Se, um dia, um jornalista brasileiro me perguntasse em quem votaria, diria que no PT, obviamente, brigando com Fernando (risos). A coisa mais importante que ocorreu na política brasileira nos últimos tempos foi o PT, foi a maior novidade.
Folha - O que FHC dizia sobre o Brasil no exílio?
Faletto - A atitude dele impressionava por vários motivos. Havia muitos brasileiros exilados, não vou citar nomes, que continuavam com seus papéis brasileiros. Um ainda se considerava ministro. Tinha-se de tratá-lo como ``sr. ministro" (risos). Fernando não.
Folha - Ele ainda não era ministro.
Faletto - Claro! (risos). Mas ele nunca deixou parecer que se sentia no exílio. Era uma pessoa aberta, que desfrutava da experiência chilena, mas sempre falava do enorme retrocesso que era o regime militar em relação à participação popular, que vinha crescendo, da incorporação popular ao mundo político. Mas ele tentava prosseguir sua carreira acadêmica e isso teve enorme importância no mundo intelectual da América Latina.
Quando, mais tarde, ele criou o Cebrap (Centro Brasileiro de Análise e Planejamento), no meio da ditadura, foi um espanto: por manter um centro de pensamento rigoroso naquele ambiente e, também, mostrar que era possível se ligar à política sem perder a condição de intelectual. Sua eleição como presidente também foi vista de maneira muito positiva no mundo intelectual chileno. Aliás, já está servindo como modelo para uns dois ou três. ``Se ele pode, por que não eu?" (risos)

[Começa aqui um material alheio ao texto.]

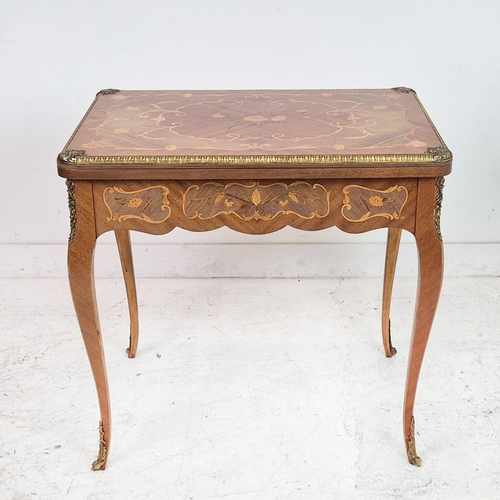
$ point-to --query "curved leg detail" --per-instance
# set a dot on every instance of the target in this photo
(391, 257)
(411, 447)
(430, 252)
(102, 456)
(125, 250)
(81, 280)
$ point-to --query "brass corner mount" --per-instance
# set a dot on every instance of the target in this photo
(440, 153)
(403, 90)
(107, 92)
(70, 155)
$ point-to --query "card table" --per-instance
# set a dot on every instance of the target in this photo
(255, 161)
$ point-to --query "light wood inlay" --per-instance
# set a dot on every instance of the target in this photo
(149, 204)
(361, 203)
(256, 201)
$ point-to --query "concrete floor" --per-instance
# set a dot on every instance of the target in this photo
(249, 389)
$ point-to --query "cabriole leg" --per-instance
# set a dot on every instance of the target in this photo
(430, 279)
(125, 250)
(81, 280)
(391, 257)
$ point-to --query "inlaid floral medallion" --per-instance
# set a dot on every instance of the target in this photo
(256, 201)
(361, 203)
(150, 204)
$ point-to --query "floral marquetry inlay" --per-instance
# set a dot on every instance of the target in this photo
(256, 201)
(361, 203)
(150, 204)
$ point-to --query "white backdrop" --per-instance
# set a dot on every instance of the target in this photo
(56, 54)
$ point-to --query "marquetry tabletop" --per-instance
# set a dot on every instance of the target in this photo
(174, 131)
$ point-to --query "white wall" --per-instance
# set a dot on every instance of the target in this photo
(56, 54)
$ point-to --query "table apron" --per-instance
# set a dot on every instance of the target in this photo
(255, 206)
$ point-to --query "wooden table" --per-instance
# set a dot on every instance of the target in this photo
(255, 161)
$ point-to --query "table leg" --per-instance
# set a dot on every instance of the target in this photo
(81, 279)
(125, 250)
(430, 278)
(391, 257)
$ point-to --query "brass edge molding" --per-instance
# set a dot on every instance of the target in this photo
(107, 92)
(72, 209)
(412, 450)
(438, 201)
(255, 160)
(102, 456)
(403, 90)
(70, 155)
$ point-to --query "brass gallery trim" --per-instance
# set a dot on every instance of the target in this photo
(72, 209)
(107, 92)
(102, 456)
(438, 201)
(412, 450)
(431, 156)
(70, 155)
(404, 90)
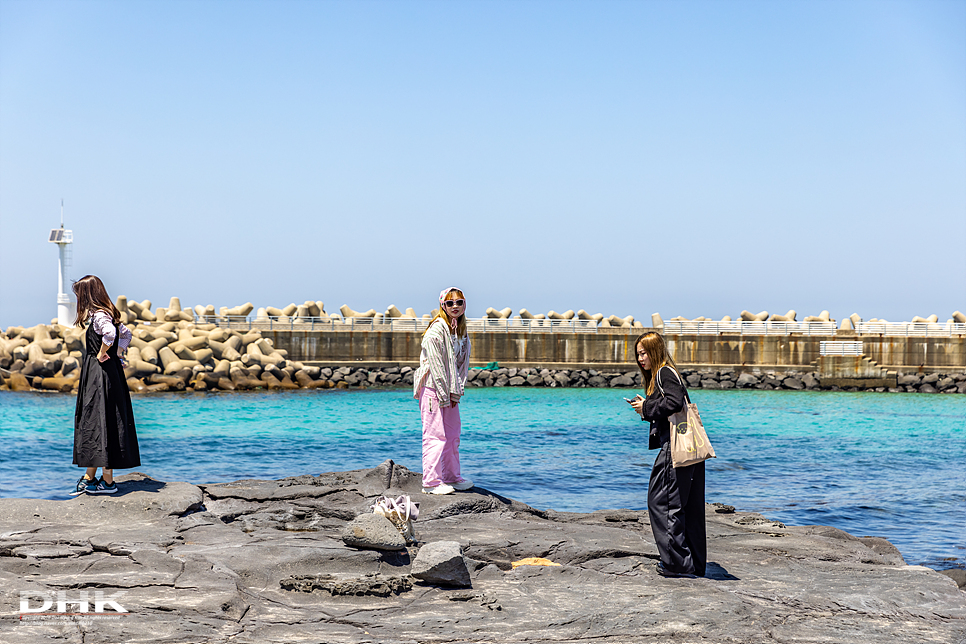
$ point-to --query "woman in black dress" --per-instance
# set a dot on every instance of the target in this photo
(104, 433)
(675, 495)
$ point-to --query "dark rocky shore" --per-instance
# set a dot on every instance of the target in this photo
(264, 562)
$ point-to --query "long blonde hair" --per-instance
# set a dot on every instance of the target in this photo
(441, 314)
(92, 296)
(656, 349)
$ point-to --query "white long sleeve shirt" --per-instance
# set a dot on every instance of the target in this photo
(104, 326)
(444, 362)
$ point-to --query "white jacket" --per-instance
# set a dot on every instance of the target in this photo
(438, 364)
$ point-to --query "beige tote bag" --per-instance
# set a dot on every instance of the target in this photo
(689, 441)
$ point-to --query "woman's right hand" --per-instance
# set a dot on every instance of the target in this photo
(638, 404)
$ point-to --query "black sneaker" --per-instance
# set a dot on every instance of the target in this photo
(103, 487)
(83, 485)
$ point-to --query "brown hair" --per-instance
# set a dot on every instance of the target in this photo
(441, 314)
(656, 349)
(92, 296)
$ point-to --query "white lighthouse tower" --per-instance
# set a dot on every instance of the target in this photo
(63, 239)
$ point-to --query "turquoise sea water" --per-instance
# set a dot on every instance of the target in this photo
(890, 465)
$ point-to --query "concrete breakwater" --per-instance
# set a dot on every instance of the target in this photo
(199, 348)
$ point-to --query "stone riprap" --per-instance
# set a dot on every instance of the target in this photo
(264, 562)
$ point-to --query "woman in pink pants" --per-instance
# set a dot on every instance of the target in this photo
(438, 385)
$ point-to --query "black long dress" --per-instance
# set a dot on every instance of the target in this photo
(675, 495)
(104, 433)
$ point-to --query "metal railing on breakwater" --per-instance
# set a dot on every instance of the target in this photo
(510, 325)
(476, 325)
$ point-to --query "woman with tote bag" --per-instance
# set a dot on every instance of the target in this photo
(675, 495)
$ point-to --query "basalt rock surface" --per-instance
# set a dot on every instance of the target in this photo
(263, 561)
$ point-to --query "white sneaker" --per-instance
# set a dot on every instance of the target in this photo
(442, 488)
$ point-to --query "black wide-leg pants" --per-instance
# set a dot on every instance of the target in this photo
(675, 504)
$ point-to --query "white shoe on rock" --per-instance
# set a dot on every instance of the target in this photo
(442, 488)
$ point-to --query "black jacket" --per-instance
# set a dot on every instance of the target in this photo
(658, 408)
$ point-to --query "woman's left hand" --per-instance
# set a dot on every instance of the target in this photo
(638, 404)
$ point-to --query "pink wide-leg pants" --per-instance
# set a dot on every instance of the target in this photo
(441, 440)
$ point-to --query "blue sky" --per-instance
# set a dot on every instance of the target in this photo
(690, 158)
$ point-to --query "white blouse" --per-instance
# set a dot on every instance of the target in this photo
(444, 363)
(104, 326)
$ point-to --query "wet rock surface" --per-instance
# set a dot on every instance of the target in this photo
(264, 561)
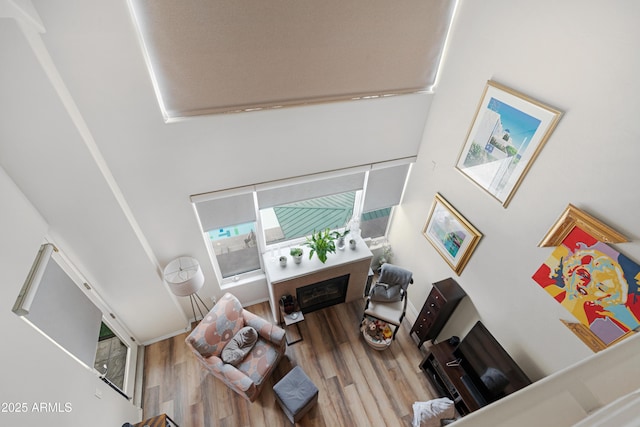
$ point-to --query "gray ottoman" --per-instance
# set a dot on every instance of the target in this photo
(296, 394)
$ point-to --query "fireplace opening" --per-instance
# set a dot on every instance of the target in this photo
(322, 294)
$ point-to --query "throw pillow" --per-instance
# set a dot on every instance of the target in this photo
(386, 293)
(239, 346)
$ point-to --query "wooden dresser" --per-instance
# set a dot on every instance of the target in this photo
(442, 300)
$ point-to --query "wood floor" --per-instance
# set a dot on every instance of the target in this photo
(358, 386)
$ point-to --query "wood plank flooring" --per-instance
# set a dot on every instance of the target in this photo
(358, 386)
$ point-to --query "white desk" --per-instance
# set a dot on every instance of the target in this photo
(285, 280)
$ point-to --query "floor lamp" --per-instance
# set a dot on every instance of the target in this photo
(185, 278)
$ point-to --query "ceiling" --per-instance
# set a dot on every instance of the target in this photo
(219, 56)
(83, 137)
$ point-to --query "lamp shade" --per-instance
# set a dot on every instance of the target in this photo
(184, 276)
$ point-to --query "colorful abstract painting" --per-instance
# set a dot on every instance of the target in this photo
(595, 283)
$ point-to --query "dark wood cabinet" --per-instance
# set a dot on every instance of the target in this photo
(442, 300)
(445, 373)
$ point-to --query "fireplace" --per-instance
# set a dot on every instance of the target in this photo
(322, 294)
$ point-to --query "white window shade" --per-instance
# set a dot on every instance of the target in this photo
(277, 194)
(62, 311)
(225, 210)
(384, 187)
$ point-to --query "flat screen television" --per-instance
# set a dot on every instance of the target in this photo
(490, 372)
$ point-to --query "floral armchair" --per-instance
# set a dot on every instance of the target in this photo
(218, 328)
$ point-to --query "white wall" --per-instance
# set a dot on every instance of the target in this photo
(83, 138)
(34, 370)
(580, 57)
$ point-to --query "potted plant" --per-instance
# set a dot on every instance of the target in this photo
(321, 243)
(296, 253)
(339, 237)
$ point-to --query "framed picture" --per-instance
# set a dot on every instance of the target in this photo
(574, 217)
(598, 285)
(508, 131)
(451, 234)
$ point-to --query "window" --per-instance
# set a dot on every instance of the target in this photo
(299, 219)
(374, 224)
(236, 249)
(241, 223)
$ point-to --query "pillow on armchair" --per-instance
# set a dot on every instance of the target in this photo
(239, 346)
(218, 327)
(386, 293)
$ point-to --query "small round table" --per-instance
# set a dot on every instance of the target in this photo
(377, 333)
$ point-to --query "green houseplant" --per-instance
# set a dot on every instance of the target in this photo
(339, 237)
(321, 243)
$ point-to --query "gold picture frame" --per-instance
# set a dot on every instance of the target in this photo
(590, 339)
(451, 234)
(574, 217)
(508, 131)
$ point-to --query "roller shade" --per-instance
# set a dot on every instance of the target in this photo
(62, 311)
(225, 209)
(294, 191)
(384, 187)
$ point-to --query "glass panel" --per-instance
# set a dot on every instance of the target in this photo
(111, 357)
(299, 219)
(236, 249)
(374, 224)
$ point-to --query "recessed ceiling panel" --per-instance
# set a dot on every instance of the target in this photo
(213, 56)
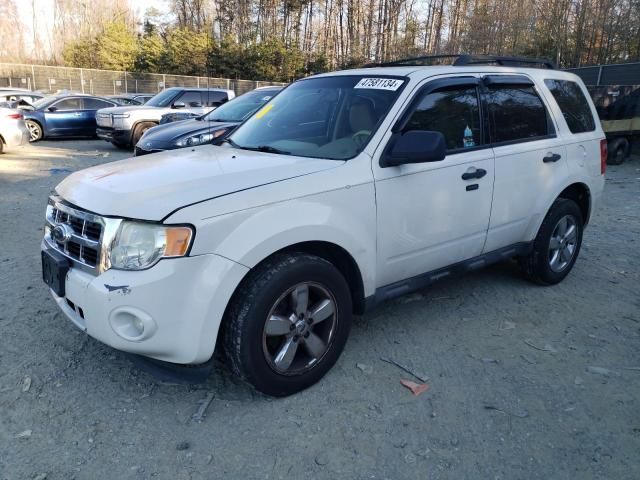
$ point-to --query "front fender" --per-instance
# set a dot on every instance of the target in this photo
(344, 217)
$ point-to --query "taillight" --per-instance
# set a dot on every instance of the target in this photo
(603, 156)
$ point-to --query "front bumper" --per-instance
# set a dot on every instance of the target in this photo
(122, 137)
(180, 302)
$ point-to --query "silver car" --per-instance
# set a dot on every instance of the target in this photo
(13, 131)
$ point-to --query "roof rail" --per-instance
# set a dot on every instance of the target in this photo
(464, 60)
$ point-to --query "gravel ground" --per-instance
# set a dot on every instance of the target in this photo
(525, 381)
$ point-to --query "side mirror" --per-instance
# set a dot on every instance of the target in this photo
(414, 146)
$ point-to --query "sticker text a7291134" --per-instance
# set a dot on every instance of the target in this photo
(380, 83)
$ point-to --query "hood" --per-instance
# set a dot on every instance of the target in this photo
(152, 186)
(164, 135)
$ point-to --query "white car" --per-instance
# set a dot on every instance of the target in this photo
(344, 190)
(123, 126)
(13, 131)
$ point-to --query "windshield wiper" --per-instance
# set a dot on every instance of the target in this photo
(269, 149)
(261, 148)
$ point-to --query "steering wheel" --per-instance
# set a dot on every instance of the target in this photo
(360, 136)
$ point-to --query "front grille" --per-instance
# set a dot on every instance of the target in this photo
(83, 246)
(104, 120)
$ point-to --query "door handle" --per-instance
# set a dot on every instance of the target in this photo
(474, 172)
(552, 157)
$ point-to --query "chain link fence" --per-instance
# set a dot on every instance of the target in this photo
(108, 82)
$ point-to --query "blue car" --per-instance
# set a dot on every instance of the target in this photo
(64, 116)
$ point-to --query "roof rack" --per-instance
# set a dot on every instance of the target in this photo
(464, 60)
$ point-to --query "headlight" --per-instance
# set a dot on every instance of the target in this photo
(199, 139)
(141, 245)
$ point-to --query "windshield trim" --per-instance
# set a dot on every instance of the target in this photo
(239, 122)
(405, 78)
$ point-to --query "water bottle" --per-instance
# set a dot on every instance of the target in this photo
(467, 140)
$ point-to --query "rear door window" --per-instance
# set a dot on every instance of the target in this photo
(95, 104)
(573, 105)
(190, 99)
(454, 112)
(517, 113)
(69, 104)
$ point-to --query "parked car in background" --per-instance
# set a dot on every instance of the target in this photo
(205, 128)
(19, 97)
(131, 98)
(64, 116)
(13, 131)
(123, 126)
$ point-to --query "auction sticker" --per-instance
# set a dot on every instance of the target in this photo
(380, 83)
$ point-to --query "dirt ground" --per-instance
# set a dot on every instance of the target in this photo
(525, 381)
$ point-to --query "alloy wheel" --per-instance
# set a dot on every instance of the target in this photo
(563, 243)
(299, 328)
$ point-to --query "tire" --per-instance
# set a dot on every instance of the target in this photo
(35, 130)
(618, 151)
(259, 351)
(542, 266)
(139, 131)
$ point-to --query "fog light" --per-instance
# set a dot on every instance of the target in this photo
(132, 324)
(138, 325)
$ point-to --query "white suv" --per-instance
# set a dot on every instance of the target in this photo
(345, 190)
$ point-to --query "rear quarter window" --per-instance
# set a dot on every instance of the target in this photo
(517, 114)
(573, 105)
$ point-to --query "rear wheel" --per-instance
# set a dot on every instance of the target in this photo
(618, 151)
(288, 323)
(140, 129)
(35, 130)
(557, 245)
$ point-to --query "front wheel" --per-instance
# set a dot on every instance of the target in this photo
(35, 130)
(288, 323)
(557, 245)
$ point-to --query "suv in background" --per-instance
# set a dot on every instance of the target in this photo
(343, 191)
(204, 128)
(123, 126)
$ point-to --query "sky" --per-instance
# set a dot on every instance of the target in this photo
(44, 10)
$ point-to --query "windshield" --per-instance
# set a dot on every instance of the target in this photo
(326, 117)
(44, 102)
(163, 99)
(241, 107)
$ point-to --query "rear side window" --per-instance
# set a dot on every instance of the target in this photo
(517, 113)
(215, 99)
(453, 112)
(573, 104)
(95, 104)
(190, 99)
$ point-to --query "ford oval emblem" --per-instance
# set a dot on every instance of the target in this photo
(62, 233)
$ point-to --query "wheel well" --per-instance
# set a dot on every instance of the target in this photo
(342, 260)
(579, 193)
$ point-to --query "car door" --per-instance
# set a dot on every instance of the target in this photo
(89, 109)
(64, 117)
(530, 159)
(431, 215)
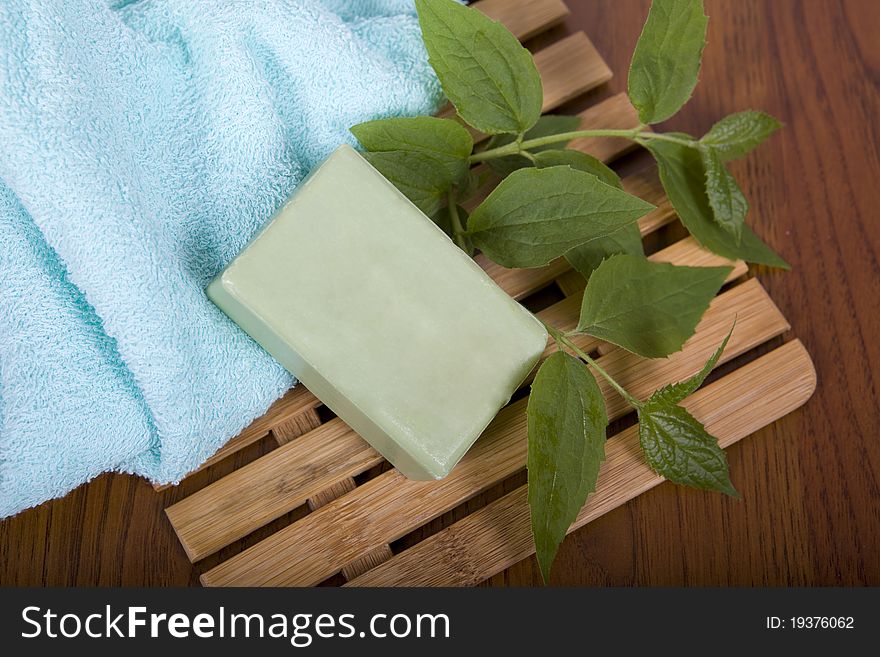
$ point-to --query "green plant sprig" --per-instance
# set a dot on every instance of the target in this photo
(556, 202)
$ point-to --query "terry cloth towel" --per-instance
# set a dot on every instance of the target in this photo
(142, 143)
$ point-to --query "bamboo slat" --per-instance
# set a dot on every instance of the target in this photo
(389, 506)
(498, 535)
(231, 508)
(349, 527)
(525, 18)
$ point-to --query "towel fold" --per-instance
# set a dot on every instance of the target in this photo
(142, 143)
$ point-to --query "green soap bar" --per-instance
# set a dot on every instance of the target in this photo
(368, 303)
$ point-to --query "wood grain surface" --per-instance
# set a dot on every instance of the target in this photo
(810, 482)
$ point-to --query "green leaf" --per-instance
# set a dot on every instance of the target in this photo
(585, 258)
(445, 140)
(444, 221)
(737, 134)
(485, 72)
(421, 177)
(666, 61)
(580, 161)
(684, 179)
(649, 308)
(537, 215)
(566, 428)
(676, 392)
(729, 205)
(545, 127)
(678, 447)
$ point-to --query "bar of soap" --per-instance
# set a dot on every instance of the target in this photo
(368, 303)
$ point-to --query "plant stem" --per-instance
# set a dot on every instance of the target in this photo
(516, 147)
(457, 228)
(639, 135)
(648, 136)
(563, 340)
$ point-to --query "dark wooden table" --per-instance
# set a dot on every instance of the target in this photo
(810, 513)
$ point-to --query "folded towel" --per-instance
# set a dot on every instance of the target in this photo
(143, 143)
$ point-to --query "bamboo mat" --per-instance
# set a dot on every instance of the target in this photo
(354, 508)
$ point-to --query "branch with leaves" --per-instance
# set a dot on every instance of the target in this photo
(555, 202)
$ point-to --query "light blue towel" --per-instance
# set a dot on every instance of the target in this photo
(141, 145)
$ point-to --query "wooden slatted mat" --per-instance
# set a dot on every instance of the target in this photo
(351, 509)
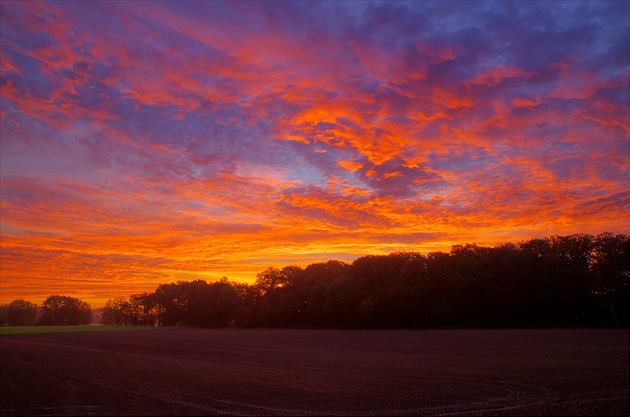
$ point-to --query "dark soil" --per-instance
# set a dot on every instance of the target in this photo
(317, 372)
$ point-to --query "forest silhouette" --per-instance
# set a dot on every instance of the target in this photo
(579, 280)
(576, 280)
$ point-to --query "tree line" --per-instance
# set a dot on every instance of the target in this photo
(576, 280)
(56, 310)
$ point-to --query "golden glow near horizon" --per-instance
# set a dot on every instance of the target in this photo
(145, 144)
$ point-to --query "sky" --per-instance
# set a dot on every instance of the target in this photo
(148, 142)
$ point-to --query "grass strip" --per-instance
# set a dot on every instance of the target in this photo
(18, 330)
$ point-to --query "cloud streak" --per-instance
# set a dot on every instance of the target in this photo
(145, 143)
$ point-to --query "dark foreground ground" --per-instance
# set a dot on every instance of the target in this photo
(317, 372)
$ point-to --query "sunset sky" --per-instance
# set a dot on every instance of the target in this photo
(148, 142)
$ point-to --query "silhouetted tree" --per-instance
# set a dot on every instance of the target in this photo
(611, 277)
(64, 310)
(21, 313)
(115, 312)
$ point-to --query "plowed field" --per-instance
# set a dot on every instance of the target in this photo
(317, 372)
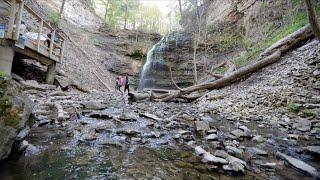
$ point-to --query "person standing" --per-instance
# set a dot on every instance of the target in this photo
(127, 84)
(118, 85)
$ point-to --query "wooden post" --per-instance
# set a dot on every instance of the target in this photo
(11, 20)
(51, 42)
(18, 22)
(51, 73)
(39, 34)
(312, 14)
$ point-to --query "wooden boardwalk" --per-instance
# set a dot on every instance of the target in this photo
(47, 50)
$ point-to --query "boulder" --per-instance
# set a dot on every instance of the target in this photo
(212, 137)
(257, 151)
(202, 126)
(299, 165)
(209, 158)
(199, 151)
(315, 150)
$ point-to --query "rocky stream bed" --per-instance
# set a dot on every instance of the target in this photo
(266, 127)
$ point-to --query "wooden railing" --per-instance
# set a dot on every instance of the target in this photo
(35, 24)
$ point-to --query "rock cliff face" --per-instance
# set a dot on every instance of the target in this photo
(94, 49)
(15, 110)
(227, 27)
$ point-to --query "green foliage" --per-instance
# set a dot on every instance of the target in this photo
(55, 19)
(295, 19)
(11, 118)
(309, 113)
(8, 114)
(139, 17)
(293, 107)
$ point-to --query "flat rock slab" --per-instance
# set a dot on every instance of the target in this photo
(202, 126)
(299, 165)
(209, 158)
(257, 151)
(151, 116)
(314, 150)
(199, 150)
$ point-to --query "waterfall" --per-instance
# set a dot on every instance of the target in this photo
(154, 57)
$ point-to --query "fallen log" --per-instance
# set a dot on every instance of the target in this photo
(217, 76)
(226, 80)
(171, 77)
(288, 43)
(218, 66)
(139, 97)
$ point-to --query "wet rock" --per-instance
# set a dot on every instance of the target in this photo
(212, 137)
(315, 150)
(32, 84)
(199, 151)
(22, 134)
(270, 165)
(257, 151)
(293, 136)
(93, 105)
(202, 126)
(209, 158)
(299, 165)
(228, 157)
(234, 166)
(100, 115)
(221, 153)
(234, 150)
(238, 133)
(151, 116)
(173, 124)
(32, 150)
(212, 131)
(44, 122)
(128, 132)
(23, 146)
(258, 139)
(88, 137)
(129, 117)
(192, 144)
(184, 132)
(302, 125)
(187, 117)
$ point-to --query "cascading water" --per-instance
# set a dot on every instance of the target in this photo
(155, 72)
(154, 62)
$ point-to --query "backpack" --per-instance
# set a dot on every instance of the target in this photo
(121, 81)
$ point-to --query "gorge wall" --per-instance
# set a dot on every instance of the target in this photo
(231, 30)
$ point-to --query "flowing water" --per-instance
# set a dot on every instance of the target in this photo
(153, 63)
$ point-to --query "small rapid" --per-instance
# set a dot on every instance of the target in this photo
(153, 57)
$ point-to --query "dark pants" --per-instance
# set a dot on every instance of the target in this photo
(118, 88)
(126, 87)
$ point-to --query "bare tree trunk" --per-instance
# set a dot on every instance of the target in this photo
(62, 7)
(106, 13)
(180, 8)
(126, 15)
(313, 18)
(195, 73)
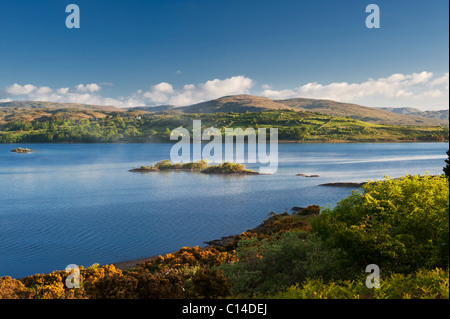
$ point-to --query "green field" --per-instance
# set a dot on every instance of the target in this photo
(87, 126)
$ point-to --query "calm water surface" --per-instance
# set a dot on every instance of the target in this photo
(78, 204)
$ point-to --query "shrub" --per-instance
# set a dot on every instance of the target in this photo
(210, 283)
(14, 289)
(423, 284)
(265, 265)
(399, 224)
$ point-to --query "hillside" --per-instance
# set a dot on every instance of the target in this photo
(250, 103)
(18, 125)
(57, 105)
(441, 114)
(236, 104)
(358, 112)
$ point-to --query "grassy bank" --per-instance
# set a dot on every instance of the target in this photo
(401, 225)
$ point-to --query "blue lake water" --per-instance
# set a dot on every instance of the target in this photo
(78, 203)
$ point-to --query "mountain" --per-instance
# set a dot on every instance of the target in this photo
(243, 103)
(159, 108)
(358, 112)
(57, 105)
(235, 103)
(441, 114)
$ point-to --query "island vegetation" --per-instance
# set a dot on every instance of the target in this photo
(200, 166)
(21, 150)
(399, 224)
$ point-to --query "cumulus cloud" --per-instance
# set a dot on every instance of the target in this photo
(415, 89)
(161, 93)
(92, 87)
(190, 93)
(395, 86)
(17, 89)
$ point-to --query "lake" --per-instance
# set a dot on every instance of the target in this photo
(78, 203)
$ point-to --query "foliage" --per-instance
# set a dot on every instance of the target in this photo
(446, 168)
(423, 284)
(399, 224)
(265, 265)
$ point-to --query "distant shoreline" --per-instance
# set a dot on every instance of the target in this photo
(279, 142)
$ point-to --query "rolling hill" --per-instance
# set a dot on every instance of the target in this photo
(441, 114)
(358, 112)
(250, 103)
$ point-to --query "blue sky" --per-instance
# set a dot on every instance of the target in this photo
(139, 52)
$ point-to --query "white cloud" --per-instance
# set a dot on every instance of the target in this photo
(190, 93)
(395, 86)
(92, 87)
(415, 90)
(17, 89)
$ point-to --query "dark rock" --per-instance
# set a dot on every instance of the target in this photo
(306, 175)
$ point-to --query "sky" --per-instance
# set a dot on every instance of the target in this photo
(136, 52)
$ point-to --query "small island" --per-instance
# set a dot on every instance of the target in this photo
(306, 175)
(199, 166)
(21, 150)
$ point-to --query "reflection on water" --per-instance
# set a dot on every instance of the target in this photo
(77, 203)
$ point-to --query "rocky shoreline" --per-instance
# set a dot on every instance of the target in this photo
(344, 184)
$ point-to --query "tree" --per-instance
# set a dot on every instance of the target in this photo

Folha - Faz parte do programa político de FHC uma tentativa de inserção na economia mundial, que vai tentar preservar alguma capacidade de coordenação do Estado, uma inserção competitiva. É possível?
Faletto - Pelo menos é uma política industrial. Até agora, não se discutia mais o assunto, não se propunha nada. Mas é preciso também uma visão de nação e do problema da exclusão social. Se vai dar certo? Não sei. A mudança na economia mundial é suficientemente forte e grande para que eu possa imaginar agora uma opção. Mas é certo que vai ter de se enfrentar o tema da exclusão. Há um consenso de que, sem enfrentar esse problema, não é possível pensar qualquer esquema de desenvolvimento.
Folha - Seria preciso então pensar a nova forma de relacionamento do Estado nacional, das condições políticas internas, com a nova forma da economia mundializada. O sr. não acha que, no final dos anos 70 e nos 80, essa discussão foi abandonada? Não teria havido a ilusão de que o desenvolvimento tinha se tornado um problema de gestão?
Faletto - Exatamente. Mas não é possível pensar o problema sem imaginar os atores que formulariam ou conduziriam as opções de inserção organizada na economia mundial. A discussão se concentrou na eficácia do Estado, na gerência. Não se discutiam políticas, mesmo política industrial. Não havia propostas. A questão era saber se um ou outro empresário ia encontrar seu nicho e nada de políticas industriais de fôlego. Mas quem vai recolocar estas questões? Qual grupo social vai pensá-lo a médio e longo prazo?